After your stage two categorization of the stakeholders,
you need to then develop a stakeholder mapping.
Where you put your stakeholder's potential opponents,
your potential allies, and the expected needed indifferents.
So, the next step in the process,
is once you've identified your stakeholders, is to do an impact table.
An impact table is very simple as you can see.
What we're basically doing here is you putting up a three-column table.
The first column is the stakeholders, the second
column is the possible negative impact on that stakeholder of your success.
And we try to separate that out in to short term and long term,
because sometimes people have to put up with short term inconvenience,
which obviously they don't like in exchange for the longer term benefits.
And then the third column is what positive impacts
this stakeholders might experience.
And once again, they can be broken down in to short term or long term.
So going back to our original discussion, here,
what we have is a list of stakeholders, we'll pick four of them.
There were many more, but in this particular case, we'll take the four most
important stakeholders is the Health Department of the government involved,
is the doctors who are going to implement this electronic medical record system.
There's the nurses who are going to be even closer to the implementation.

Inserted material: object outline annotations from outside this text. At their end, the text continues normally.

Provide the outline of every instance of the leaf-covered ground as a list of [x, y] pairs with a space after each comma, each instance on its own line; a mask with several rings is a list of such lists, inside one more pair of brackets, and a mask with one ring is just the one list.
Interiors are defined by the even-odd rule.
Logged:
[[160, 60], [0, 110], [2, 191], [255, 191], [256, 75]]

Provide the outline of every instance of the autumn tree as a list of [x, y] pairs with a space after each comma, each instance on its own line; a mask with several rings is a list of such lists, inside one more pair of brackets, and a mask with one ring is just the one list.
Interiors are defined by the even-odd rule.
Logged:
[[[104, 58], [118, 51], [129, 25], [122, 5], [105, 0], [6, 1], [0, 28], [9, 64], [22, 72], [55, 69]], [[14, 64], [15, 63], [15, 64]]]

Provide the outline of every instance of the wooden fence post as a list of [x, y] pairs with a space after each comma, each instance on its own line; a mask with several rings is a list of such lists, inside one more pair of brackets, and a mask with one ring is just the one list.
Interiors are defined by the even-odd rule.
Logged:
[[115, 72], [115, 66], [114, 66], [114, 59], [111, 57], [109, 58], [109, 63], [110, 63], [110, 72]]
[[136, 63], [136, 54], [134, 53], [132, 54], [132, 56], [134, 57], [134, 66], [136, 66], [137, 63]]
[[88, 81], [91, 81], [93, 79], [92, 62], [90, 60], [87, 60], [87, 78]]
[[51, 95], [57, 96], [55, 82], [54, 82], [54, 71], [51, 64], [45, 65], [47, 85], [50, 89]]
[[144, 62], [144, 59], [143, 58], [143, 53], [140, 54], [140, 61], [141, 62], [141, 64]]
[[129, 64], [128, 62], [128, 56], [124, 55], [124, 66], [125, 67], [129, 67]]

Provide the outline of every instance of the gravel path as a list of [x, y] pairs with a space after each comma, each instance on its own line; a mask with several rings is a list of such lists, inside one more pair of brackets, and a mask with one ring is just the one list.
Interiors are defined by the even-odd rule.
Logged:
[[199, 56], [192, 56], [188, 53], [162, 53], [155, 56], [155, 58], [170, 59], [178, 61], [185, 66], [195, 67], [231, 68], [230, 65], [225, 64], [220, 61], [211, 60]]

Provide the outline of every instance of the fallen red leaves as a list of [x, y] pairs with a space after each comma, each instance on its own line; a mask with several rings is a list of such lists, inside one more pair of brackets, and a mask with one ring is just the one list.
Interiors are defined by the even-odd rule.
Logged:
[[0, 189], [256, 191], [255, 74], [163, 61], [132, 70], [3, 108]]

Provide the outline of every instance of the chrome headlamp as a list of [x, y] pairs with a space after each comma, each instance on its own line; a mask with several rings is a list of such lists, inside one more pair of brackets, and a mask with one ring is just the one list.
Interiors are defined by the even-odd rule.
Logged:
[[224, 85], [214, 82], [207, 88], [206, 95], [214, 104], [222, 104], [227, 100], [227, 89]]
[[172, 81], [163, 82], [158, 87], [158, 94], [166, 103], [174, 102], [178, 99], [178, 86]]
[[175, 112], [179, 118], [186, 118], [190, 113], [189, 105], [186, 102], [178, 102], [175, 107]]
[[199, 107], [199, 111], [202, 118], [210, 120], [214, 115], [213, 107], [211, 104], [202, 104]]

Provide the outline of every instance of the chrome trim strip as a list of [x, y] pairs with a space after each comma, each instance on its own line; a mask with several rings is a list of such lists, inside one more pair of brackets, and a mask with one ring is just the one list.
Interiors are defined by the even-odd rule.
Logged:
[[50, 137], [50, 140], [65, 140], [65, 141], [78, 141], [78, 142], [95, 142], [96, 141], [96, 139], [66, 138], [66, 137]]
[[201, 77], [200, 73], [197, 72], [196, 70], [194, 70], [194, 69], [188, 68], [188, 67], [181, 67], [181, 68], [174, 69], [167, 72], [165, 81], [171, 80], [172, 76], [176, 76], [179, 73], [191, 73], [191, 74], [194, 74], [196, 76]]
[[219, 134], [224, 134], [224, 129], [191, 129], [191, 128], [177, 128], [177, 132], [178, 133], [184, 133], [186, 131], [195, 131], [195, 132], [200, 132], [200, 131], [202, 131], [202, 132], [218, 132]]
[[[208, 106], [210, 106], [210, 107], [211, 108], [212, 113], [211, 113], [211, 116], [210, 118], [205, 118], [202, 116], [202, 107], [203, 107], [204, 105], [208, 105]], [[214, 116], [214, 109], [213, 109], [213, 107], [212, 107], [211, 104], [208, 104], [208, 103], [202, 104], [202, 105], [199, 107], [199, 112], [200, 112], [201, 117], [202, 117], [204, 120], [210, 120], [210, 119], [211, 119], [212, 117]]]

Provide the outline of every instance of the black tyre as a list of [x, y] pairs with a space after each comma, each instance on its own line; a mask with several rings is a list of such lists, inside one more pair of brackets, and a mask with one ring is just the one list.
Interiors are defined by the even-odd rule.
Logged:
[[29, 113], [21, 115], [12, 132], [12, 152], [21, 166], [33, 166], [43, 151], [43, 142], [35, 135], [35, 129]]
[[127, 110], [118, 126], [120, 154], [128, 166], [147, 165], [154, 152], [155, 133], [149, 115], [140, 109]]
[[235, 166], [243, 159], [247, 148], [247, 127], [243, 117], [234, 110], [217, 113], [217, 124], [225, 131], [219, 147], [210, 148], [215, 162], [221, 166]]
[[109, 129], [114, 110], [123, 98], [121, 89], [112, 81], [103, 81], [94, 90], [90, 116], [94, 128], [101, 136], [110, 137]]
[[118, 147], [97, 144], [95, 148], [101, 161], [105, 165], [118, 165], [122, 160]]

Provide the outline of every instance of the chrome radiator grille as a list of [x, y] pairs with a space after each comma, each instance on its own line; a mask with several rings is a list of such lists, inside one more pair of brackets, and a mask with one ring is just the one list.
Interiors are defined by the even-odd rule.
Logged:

And then finally, there's a medical analysis lab who did all the analytics and
all the reporting of the data that were collected paper and pencil,
and then sent back to the hospital.
And the problem with this medical analysis lab is that they have never done
electronic record systems before.
So there was a lot of learning that they would have to do in order to be able to
implement the system on behalf of the hospital that was their customer.
So in the next table, what we see is the Heath Department, and
now what we're starting to do is fill out the negative and positive impacts.
So if you think about the Health Department in the short term, what you had
was a problem that if JT installed a successful system,
they would have to write off the existing program with huge potential embarrassment.
So they're not about to very easily go back, and
basically indicate to the world at large that they'd made a mistake.